Como he dicho con anterioridad prácticamente cada aparato eléctrico o electrónico tiene o tendrá en un futuro su correspondiente leyenda urbana.

 La mascota

Antigua leyenda con multitud de versiones. Cada cierto tiempo salta al boca a boca de la sociedad alguna de ellas.

La leyenda dice así:

Un matrimonio de vacaciones en el extranjero, encuentra por alguna circunstancia un perrito abandonado.

Por algún motivo el matrimonio se apiada del desamparado animal y deciden llevárselo con ellos de regreso a España.

El matrimonio posee un gato por lo que únicamente dejarán al gato y al perrito solos en casa durante cortos espacios de tiempo al día.

Un día salen de casa (por ejemplo para ir al supermercado) y al regresar encuentran a su gato descuartizado y al perrito temblando y cubierto de sangre.

Deciden llevar al animal al veterinario, una vez allí el veterinario al ver al perrito aterrado coge una bandeja de aluminio (o cualquier tipo de objeto contundente) y comienza a golpear al animal ante la perplejidad de los dueños hasta matarle. 

El dueño enfadado le dice al doctor que si se ha vuelto loco, que por qué ha hecho eso.

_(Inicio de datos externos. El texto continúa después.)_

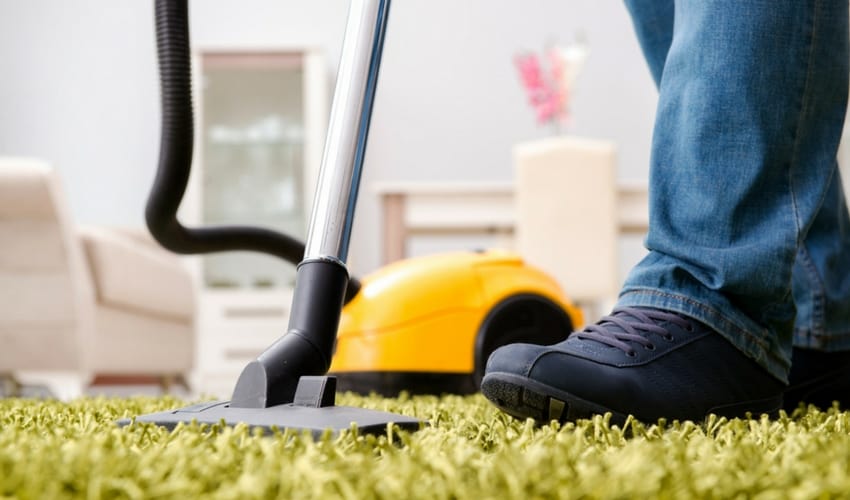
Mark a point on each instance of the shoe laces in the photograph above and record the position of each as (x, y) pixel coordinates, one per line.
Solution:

A lo que éste le responde que el loco es él, por traer una rata de semejantes dimensiones a su consulta.

 

Rayos uva.

Esta leyenda urbana surgió en los años ochenta en EEUU y hace referencia a lo que algunas chicas o mujeres se obsesionan (solas o con ayuda) para estar absolutamente perfectas en ciertas ocasiones señaladas como bodas, bautizos, bailes de fin de curso (en EEUU), citas, etc...

Según la leyenda una chica que por ejemplo está a pocos días su boda, totalmente desbordada y nerviosa con los últimos preparativos del gran día, comienza (con la ayuda de su emocionada madre) a obsesionarse con que lo único que falta para estar perfecta el mágico día es coger algo de color con su blanquita piel.

Comienza a buscar salones de belleza que dispongan de maquina de rayos uva, pero en todos la dicen que por motivos de salud la sesiones son de cómo máximo 30 minutos.

La chica desesperada por la inminente llegada del día de su boda acepta la sesión de 30 minutos, pero al salir de un salón va a otro a por otra sesión de 30 minutos y así sucesivamente.

A la mañana siguiente de su noche de bodas, el marido preocupado por la mala noche que ha pasado su esposa, baja a recepción a preguntar si disponen de médico en el hotel pero cuando llegan él y el médico a la habitación se encuentran a la esposa muerta.

En la autopsia el forense descubre horrorizado, que los órganos interno de la chica estaba derretidos, los rayos uva la habían cocido por dentro.